By the way, to refine this a bit
the definition used in feller is that a collection of ##n## discrete random variables (i.e. finite set of them) are mutually independent if for any combination of values (X, y, ... , w) assumed by them
##Pr\{X = x, Y=y, ... W=w\} = Pr\{X =x\}Pr\{Y = y\}...Pr\{W=w\}##
note there is ##n## random variables above (not necessarily the length of the alphabet)

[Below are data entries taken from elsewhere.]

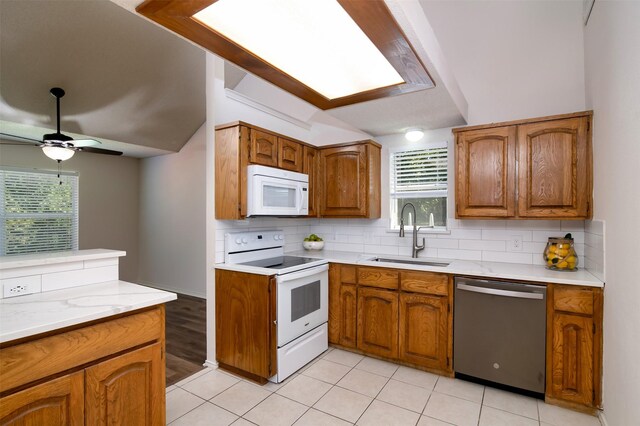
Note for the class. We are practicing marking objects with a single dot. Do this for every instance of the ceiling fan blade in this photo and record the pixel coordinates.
(17, 138)
(81, 143)
(99, 151)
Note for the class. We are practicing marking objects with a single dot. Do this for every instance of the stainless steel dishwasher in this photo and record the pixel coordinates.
(499, 333)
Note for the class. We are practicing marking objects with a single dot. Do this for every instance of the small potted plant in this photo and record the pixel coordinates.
(313, 242)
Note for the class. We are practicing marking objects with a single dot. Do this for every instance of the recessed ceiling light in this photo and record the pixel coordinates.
(320, 46)
(331, 53)
(414, 135)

what I was suggesting is that it is enough to assume that you are interested in the first ##n-1## random variables but not the ##n##th one, but nevertheless know that they are mutually independent. (Use of induction/recursion then gives the result for the ##k## random variables you are actually interested in for ##k \in \{2, 3, ..., n-1\}##)
- - - -
Since the random variables are discrete, the sample space is discrete and there is a natural correspondence with integers. Our attention is really on the correspondence here with ##W##'s sample space.
So you may define events:
##A_1: = \text{event that X = x, Y=y, ..., W=}w^{(1)}##
##A_2: = \text{event that X = x, Y=y, ..., W=}w^{(2)}##
##A_3: = \text{event that X = x, Y=y, ..., W=}w^{(3)}##
and so on
- - - -
(some technical nits: the above may not be totally satisfying with respect to ordering though we could easily clean this up via the use of conditional probabilities-- i.e. we can divide each side by ##Pr\{X = x, Y=y, ...,V=v\}## when that probability is non-zero and the zero probability cases need a little more care but ultimately can be ignored -- i.e. the implication is that for any positive probability event of ##w## if the right hand side is zero, it must be because the product of n-1 terms is zero which gives the desired relation and our analysis of events is only concerned with the positive probability sample points of original ##w## as the zero probability events for ##w## have no impact in the marginalization process that we're doing here-- but I think that all this is obscures the argument too much.)
- - - -
Now we know the relationship, by assumption:
##Pr\{X = x, Y=y, ... W=w\} = Pr\{X =x\}Pr\{Y = y\}...Pr\{W=w\}##
where I introduce random variable ##V## as the (n-1)th one -- hopefully that doesn't confuse things.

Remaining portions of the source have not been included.